LEGAL and legislative watchdog, Veritas, this week advised that road traffic offenders cannot be fined anything above US$20 because government did not follow proper legal procedures when it raised the fines.
The watchdog pointed out that any changes to the fine schedules would first require Parliament to amend the Criminal Procedure and Evidence Act (CPEA), something that embattled Finance and Economic Development Minister, Patrick Chinamasa, did not do, thereby making the purported increases null and void.
Veritas said as far as the law is concerned, the proposed increases would remain mere proposals, a flurry of Statutory Instruments recently gazetted notwithstanding, until Parliament passes a law amending the relevant section of the CPEA.
“The proposed increase, from US$20 to US$100, in spot fines for minor traffic offences has not been implemented,” Veritas said. “Press reports claiming that Parliament approved the increase and that it came into force on New Year’s Day are wrong. The law remains as it was before.”
It appears that, after noticing the spirited resistance the proposed fine increases faced from legislators from both side of the political divide, Chinamasa decided to by-pass the legal hurdles by “smuggling” them via a Statutory Instrument (SI).

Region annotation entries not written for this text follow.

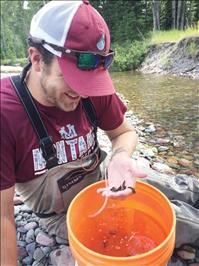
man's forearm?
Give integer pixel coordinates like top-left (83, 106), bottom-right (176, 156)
top-left (0, 217), bottom-right (17, 266)
top-left (112, 131), bottom-right (138, 156)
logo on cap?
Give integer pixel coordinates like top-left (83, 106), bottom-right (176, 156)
top-left (97, 34), bottom-right (105, 51)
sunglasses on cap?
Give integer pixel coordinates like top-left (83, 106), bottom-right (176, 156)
top-left (28, 37), bottom-right (115, 70)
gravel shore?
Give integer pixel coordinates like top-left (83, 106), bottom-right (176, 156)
top-left (1, 70), bottom-right (199, 266)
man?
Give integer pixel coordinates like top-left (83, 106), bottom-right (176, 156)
top-left (1, 0), bottom-right (145, 265)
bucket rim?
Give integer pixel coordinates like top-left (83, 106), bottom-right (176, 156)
top-left (66, 180), bottom-right (176, 262)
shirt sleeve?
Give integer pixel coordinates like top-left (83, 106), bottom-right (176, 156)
top-left (91, 94), bottom-right (127, 131)
top-left (0, 98), bottom-right (16, 190)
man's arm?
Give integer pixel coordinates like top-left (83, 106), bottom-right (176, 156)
top-left (98, 120), bottom-right (146, 198)
top-left (106, 120), bottom-right (138, 156)
top-left (0, 186), bottom-right (17, 266)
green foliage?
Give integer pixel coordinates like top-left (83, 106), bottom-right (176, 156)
top-left (151, 27), bottom-right (199, 44)
top-left (111, 41), bottom-right (149, 71)
top-left (0, 0), bottom-right (199, 71)
top-left (1, 58), bottom-right (28, 67)
top-left (186, 42), bottom-right (199, 58)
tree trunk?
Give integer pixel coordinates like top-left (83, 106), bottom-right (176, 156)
top-left (152, 0), bottom-right (160, 31)
top-left (171, 0), bottom-right (176, 29)
top-left (179, 1), bottom-right (186, 30)
top-left (176, 0), bottom-right (182, 30)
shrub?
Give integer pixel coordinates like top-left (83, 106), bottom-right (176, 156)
top-left (111, 41), bottom-right (148, 71)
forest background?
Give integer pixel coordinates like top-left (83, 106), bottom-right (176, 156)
top-left (0, 0), bottom-right (199, 71)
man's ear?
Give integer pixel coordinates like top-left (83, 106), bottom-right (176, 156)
top-left (28, 47), bottom-right (43, 72)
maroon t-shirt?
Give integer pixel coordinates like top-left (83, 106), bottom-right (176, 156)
top-left (0, 78), bottom-right (127, 190)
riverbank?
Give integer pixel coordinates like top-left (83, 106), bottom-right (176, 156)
top-left (138, 36), bottom-right (199, 79)
top-left (0, 70), bottom-right (199, 266)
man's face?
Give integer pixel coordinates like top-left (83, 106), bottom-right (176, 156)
top-left (40, 57), bottom-right (81, 112)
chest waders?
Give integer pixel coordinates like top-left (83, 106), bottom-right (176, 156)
top-left (10, 65), bottom-right (106, 239)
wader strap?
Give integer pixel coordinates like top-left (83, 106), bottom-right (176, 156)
top-left (10, 75), bottom-right (58, 169)
top-left (10, 73), bottom-right (98, 169)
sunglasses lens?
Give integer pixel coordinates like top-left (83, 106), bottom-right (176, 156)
top-left (77, 53), bottom-right (114, 70)
top-left (78, 53), bottom-right (96, 69)
top-left (104, 54), bottom-right (113, 69)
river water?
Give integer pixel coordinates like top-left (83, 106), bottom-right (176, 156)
top-left (111, 72), bottom-right (199, 175)
top-left (1, 72), bottom-right (199, 176)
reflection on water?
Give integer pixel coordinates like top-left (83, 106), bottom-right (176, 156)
top-left (111, 72), bottom-right (199, 165)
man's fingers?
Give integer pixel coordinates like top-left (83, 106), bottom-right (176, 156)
top-left (97, 187), bottom-right (135, 199)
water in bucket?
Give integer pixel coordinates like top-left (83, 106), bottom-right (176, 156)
top-left (67, 181), bottom-right (176, 266)
top-left (77, 204), bottom-right (166, 257)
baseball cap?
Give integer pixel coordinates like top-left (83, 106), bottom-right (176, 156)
top-left (30, 0), bottom-right (115, 96)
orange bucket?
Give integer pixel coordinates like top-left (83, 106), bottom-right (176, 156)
top-left (67, 181), bottom-right (176, 266)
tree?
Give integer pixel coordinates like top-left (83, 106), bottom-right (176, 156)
top-left (152, 0), bottom-right (160, 31)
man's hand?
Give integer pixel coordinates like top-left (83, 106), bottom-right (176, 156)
top-left (97, 150), bottom-right (147, 199)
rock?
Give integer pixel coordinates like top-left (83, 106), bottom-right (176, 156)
top-left (26, 229), bottom-right (35, 243)
top-left (17, 240), bottom-right (27, 247)
top-left (193, 160), bottom-right (199, 168)
top-left (22, 256), bottom-right (33, 265)
top-left (33, 247), bottom-right (45, 262)
top-left (24, 222), bottom-right (38, 230)
top-left (158, 146), bottom-right (169, 152)
top-left (17, 226), bottom-right (28, 234)
top-left (55, 236), bottom-right (68, 245)
top-left (152, 163), bottom-right (175, 174)
top-left (167, 156), bottom-right (178, 164)
top-left (26, 242), bottom-right (36, 257)
top-left (14, 205), bottom-right (21, 216)
top-left (36, 232), bottom-right (55, 247)
top-left (17, 247), bottom-right (28, 257)
top-left (50, 246), bottom-right (75, 266)
top-left (15, 215), bottom-right (23, 222)
top-left (178, 158), bottom-right (192, 167)
top-left (145, 124), bottom-right (156, 133)
top-left (156, 138), bottom-right (170, 145)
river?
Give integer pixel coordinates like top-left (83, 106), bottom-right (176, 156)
top-left (111, 72), bottom-right (199, 175)
top-left (1, 71), bottom-right (199, 176)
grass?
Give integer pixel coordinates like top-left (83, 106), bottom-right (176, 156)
top-left (151, 24), bottom-right (199, 44)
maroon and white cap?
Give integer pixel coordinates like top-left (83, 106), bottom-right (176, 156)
top-left (30, 0), bottom-right (115, 96)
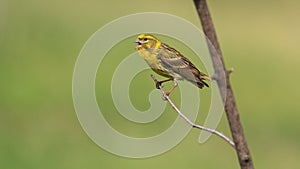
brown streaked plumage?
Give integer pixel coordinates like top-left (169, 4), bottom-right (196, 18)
top-left (136, 34), bottom-right (210, 94)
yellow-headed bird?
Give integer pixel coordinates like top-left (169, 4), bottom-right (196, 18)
top-left (135, 34), bottom-right (210, 95)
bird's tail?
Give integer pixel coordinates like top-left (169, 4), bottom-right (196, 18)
top-left (196, 72), bottom-right (211, 89)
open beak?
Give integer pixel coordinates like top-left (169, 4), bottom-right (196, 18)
top-left (135, 39), bottom-right (142, 50)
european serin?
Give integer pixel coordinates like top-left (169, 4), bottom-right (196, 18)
top-left (135, 34), bottom-right (210, 95)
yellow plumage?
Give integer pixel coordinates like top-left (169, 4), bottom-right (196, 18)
top-left (136, 34), bottom-right (210, 94)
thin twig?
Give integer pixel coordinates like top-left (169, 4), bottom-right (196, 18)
top-left (151, 74), bottom-right (235, 148)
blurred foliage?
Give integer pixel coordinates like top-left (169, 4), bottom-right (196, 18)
top-left (0, 0), bottom-right (300, 169)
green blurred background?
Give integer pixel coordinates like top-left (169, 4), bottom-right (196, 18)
top-left (0, 0), bottom-right (300, 169)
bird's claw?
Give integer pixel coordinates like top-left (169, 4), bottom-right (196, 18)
top-left (155, 81), bottom-right (161, 89)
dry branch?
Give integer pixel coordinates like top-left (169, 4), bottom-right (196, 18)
top-left (194, 0), bottom-right (254, 169)
top-left (151, 75), bottom-right (235, 148)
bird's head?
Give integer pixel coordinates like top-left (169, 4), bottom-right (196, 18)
top-left (135, 34), bottom-right (161, 50)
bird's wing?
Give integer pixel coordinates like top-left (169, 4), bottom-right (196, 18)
top-left (158, 44), bottom-right (209, 88)
top-left (158, 44), bottom-right (200, 80)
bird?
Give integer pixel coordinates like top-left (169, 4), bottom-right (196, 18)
top-left (135, 34), bottom-right (210, 96)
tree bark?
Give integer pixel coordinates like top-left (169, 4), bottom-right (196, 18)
top-left (194, 0), bottom-right (254, 169)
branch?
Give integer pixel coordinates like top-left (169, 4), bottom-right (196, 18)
top-left (151, 74), bottom-right (235, 148)
top-left (194, 0), bottom-right (254, 169)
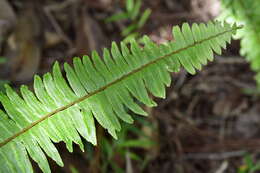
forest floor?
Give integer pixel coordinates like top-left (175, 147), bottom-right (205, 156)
top-left (0, 0), bottom-right (260, 173)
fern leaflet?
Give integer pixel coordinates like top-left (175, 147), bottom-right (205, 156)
top-left (0, 22), bottom-right (240, 173)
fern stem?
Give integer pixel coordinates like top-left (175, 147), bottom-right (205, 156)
top-left (0, 26), bottom-right (242, 147)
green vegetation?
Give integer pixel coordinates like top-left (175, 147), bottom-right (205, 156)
top-left (237, 155), bottom-right (260, 173)
top-left (106, 0), bottom-right (152, 42)
top-left (0, 22), bottom-right (241, 173)
top-left (221, 0), bottom-right (260, 87)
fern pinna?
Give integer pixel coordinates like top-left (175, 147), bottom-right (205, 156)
top-left (0, 22), bottom-right (239, 173)
top-left (220, 0), bottom-right (260, 88)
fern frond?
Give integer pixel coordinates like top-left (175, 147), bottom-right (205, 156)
top-left (220, 0), bottom-right (260, 84)
top-left (0, 22), bottom-right (239, 173)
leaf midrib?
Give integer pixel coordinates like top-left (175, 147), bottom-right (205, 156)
top-left (0, 26), bottom-right (242, 148)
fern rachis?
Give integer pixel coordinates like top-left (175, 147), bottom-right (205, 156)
top-left (0, 22), bottom-right (239, 172)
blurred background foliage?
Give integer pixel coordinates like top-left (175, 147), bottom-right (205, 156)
top-left (0, 0), bottom-right (260, 173)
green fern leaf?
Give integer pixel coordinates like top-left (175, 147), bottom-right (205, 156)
top-left (0, 22), bottom-right (239, 173)
top-left (220, 0), bottom-right (260, 87)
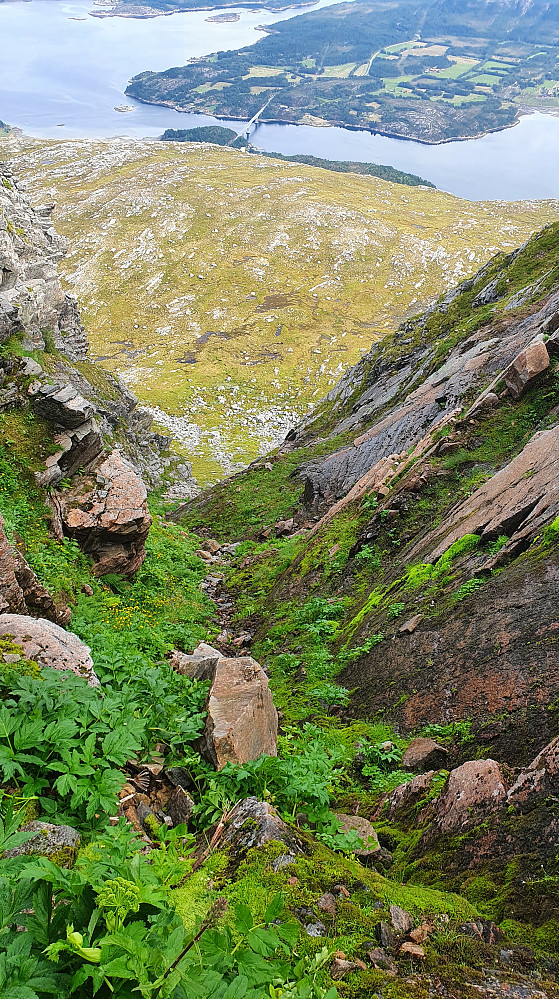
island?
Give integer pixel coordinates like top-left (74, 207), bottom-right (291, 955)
top-left (126, 0), bottom-right (559, 143)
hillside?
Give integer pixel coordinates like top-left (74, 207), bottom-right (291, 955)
top-left (0, 156), bottom-right (559, 999)
top-left (1, 137), bottom-right (558, 484)
top-left (126, 0), bottom-right (559, 143)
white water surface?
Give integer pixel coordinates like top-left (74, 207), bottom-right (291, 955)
top-left (0, 0), bottom-right (559, 200)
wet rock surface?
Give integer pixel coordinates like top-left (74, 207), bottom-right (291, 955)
top-left (59, 450), bottom-right (151, 576)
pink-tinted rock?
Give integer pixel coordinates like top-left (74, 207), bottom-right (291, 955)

After presenting the proposed fine increases before Parliament, Chinamasa was taken to task by members of the Parliamentary Portfolio Committee on Finance as well as ordinary members of the house. He conceded that the proposed fines were excessive and needed reconsideration as to both the amount and the legal mechanism for making changes. After leaving the august House with this promise, the next thing Chinamasa — a lawyer by profession and both a former attorney general and justice minister — did was to cause the publication of SI 129 of 2015 in the Government Gazette announcing the new fines as the new law.
Veritas said this is not the legal way of doing things.
“An amendment to section 356 of the CPEA would require an Act of Parliament. Any change to the monetary value of Level 3 in the Standard Scale of Fines (First Schedule, Criminal Law Code) could be made by Statutory Instrument, but only after a draft Statutory Instrument had been approved by Parliament (Criminal Law Code, Section 230(7)).”
While government claims stiff traffic fines are meant to reduce accidents on the country’s roads, the move is largely viewed as a desperate attempt by a cash-strapped administration to generate more revenue.